However, as a minor at the time he couldn't go.

"I asked if I could go, at that time I was 17, and they said no, I couldn't go, which I thought I was understandable," Schmidt said. "But I just kept nagging and nagging," he said with a smile.

He turned 18 and they said if his dad went with him he could go. He wasted no time and found himself a guardian on the September trip.

It's not every high-school senior whose favorite hobbies include spending time with veterans.
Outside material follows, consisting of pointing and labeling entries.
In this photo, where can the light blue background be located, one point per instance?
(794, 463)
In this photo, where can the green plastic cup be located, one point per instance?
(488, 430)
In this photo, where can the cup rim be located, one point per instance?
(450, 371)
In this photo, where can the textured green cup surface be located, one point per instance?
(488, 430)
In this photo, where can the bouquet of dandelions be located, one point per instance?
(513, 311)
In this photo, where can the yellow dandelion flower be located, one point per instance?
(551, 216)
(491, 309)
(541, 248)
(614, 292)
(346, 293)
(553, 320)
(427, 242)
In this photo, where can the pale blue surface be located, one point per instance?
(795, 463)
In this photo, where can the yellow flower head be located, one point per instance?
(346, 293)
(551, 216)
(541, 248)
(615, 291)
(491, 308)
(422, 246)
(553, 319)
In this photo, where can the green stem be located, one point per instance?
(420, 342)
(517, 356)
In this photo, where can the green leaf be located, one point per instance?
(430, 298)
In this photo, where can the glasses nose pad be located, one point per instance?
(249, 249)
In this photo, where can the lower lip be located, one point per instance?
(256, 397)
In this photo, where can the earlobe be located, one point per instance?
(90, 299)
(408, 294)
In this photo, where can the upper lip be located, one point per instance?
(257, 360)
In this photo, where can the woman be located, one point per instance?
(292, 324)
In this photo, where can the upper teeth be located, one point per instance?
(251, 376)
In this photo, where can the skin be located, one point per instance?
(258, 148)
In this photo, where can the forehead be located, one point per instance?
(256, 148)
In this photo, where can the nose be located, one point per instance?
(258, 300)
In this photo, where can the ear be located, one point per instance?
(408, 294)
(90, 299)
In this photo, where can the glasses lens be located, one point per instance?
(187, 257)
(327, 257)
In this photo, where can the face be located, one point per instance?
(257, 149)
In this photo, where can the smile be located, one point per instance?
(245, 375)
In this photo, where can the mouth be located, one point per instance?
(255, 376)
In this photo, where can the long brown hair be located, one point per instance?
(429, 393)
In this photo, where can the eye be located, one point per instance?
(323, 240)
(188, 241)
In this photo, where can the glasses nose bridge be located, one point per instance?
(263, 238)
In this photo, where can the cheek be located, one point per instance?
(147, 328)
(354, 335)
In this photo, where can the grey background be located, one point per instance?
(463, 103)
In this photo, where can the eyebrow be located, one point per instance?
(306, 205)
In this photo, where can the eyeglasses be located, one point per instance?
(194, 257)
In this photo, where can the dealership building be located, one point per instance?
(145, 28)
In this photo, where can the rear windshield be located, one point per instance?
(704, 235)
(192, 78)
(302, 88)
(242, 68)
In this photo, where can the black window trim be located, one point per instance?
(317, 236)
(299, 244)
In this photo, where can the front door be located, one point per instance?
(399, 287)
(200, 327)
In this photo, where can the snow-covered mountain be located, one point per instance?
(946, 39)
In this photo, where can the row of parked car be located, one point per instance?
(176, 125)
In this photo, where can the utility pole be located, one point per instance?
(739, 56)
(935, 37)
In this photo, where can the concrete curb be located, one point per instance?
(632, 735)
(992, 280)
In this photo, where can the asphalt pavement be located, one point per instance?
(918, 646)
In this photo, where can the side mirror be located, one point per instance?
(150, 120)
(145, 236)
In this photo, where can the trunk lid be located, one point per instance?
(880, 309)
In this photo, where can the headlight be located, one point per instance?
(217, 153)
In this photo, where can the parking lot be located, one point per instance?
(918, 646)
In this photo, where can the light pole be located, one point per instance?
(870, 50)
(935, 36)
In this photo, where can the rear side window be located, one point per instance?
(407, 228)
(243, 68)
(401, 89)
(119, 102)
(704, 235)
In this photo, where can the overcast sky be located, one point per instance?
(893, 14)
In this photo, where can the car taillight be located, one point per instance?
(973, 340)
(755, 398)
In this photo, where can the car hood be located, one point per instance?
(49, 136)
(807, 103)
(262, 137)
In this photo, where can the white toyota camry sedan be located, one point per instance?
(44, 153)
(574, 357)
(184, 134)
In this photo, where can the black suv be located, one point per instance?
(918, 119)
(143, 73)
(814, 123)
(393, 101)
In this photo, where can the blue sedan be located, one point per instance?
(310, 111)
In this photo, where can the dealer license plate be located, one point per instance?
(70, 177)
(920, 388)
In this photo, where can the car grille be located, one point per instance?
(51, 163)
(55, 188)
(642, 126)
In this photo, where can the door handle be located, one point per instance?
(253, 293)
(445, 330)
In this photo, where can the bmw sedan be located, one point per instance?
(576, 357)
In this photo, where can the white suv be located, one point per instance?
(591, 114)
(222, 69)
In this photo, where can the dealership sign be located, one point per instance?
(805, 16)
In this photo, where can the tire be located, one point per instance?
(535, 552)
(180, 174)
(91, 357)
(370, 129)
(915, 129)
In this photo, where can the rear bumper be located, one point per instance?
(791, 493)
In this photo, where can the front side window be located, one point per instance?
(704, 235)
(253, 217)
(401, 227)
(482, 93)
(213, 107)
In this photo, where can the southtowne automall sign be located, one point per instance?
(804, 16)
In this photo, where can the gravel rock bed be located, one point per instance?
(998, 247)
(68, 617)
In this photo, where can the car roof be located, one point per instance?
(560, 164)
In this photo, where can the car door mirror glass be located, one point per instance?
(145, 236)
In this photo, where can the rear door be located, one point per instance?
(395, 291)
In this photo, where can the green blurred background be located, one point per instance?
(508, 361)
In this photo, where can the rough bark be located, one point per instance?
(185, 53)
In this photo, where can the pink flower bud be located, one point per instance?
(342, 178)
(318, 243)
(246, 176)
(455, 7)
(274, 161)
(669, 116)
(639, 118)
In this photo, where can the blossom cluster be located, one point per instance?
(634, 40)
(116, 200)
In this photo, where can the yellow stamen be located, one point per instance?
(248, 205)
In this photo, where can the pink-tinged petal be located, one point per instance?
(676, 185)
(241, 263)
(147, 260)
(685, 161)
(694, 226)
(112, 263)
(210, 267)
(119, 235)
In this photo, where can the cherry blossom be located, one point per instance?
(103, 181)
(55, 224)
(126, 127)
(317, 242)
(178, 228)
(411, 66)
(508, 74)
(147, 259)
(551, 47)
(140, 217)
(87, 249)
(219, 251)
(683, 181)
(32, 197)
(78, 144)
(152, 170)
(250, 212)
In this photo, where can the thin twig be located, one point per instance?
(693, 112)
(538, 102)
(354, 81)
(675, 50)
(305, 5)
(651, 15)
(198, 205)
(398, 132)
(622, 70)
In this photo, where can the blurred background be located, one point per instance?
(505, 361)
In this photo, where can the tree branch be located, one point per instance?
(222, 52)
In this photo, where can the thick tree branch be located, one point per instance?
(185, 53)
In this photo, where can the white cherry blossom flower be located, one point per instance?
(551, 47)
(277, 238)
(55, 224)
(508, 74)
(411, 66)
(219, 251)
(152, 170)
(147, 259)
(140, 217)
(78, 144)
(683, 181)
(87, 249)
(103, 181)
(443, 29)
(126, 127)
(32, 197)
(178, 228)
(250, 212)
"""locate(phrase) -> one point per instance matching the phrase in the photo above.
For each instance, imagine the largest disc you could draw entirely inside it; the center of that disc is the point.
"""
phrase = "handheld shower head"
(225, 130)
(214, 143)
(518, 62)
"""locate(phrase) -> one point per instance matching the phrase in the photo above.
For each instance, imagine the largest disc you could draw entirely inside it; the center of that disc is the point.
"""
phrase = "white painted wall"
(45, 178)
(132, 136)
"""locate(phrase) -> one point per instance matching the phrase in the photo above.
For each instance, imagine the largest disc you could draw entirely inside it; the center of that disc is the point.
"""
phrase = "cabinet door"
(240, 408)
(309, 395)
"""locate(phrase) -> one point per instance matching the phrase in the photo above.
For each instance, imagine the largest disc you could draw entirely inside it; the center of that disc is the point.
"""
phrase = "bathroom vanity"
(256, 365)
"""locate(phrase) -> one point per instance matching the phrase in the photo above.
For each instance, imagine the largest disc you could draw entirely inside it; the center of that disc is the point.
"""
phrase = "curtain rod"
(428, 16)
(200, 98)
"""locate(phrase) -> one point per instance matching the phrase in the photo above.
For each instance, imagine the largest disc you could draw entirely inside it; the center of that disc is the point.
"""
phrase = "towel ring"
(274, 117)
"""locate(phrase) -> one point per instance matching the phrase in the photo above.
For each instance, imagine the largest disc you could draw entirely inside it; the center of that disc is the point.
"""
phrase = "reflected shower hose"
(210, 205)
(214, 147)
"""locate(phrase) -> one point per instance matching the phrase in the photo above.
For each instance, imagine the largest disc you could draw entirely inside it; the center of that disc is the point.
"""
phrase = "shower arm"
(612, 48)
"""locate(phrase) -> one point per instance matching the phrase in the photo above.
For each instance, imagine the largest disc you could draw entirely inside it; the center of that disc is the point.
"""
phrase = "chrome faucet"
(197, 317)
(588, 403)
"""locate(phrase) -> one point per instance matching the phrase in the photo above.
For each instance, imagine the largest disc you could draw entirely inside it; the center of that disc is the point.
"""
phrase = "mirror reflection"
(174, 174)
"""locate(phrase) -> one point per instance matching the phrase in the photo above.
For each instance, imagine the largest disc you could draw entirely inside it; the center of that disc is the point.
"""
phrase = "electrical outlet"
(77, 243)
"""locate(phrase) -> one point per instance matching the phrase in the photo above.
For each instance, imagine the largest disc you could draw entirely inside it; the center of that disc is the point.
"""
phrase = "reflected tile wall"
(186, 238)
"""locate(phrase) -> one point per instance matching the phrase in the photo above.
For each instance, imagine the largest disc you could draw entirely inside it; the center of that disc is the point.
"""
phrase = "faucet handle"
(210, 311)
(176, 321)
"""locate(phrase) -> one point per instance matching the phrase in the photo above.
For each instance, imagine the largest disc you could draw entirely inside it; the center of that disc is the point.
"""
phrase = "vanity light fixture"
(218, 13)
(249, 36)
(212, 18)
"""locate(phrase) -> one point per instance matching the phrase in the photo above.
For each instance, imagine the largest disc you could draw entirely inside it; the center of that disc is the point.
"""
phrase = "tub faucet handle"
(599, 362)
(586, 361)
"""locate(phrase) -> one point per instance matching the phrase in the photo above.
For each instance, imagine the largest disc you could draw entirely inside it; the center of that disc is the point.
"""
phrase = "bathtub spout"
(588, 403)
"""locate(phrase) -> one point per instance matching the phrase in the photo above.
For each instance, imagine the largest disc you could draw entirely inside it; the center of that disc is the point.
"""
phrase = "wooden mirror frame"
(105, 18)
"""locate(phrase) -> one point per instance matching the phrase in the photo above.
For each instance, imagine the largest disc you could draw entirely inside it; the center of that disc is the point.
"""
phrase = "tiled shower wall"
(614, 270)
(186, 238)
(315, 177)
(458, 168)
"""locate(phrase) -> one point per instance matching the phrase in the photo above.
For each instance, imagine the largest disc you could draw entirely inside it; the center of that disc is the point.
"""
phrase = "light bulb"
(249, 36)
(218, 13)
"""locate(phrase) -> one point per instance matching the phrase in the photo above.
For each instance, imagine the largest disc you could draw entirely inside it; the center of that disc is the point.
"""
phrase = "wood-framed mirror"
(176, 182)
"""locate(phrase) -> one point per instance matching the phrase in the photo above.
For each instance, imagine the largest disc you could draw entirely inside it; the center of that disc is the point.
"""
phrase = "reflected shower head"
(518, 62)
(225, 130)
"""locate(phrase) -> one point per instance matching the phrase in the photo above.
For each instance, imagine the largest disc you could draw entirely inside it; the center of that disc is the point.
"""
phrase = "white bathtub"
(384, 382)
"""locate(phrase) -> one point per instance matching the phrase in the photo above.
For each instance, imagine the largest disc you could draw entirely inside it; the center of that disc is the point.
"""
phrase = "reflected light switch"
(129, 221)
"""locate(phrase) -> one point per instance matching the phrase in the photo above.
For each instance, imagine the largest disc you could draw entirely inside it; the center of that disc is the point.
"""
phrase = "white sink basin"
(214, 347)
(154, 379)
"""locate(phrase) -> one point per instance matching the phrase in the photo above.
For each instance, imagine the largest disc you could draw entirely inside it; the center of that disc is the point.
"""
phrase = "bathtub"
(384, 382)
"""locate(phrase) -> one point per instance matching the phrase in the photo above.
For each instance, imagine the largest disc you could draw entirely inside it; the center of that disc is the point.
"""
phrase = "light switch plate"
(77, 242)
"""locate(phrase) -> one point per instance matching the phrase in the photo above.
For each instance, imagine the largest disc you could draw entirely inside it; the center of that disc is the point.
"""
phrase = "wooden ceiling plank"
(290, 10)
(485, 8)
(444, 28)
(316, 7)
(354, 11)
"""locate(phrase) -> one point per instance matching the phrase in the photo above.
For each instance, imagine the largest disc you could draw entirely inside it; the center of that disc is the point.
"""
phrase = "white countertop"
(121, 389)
However, Schmidt likes being more than just a "football star," as his principal calls him.

"Landon Schmidt is a one-of-a-kind kid," said Windsor High School Principal Michelle Scallon. "He spends his free time visiting with WWII Vets."

She remembers he took the time to attend a dance for World War II vets and when she asked him how it went, "he told me he 'made a lot of new friends.'"

Scallon smiles and almost cannot seem to say enough good things about the student, who also plays basketball and runs track.

"Landon is genuine," she said. "He is the real deal."

His enthusiasm and passion for working with veterans makes him stand out.

"He's a very impressive kid," Stan Cass, president of Northern Colorado Honor Flight, said remembering Schmidt.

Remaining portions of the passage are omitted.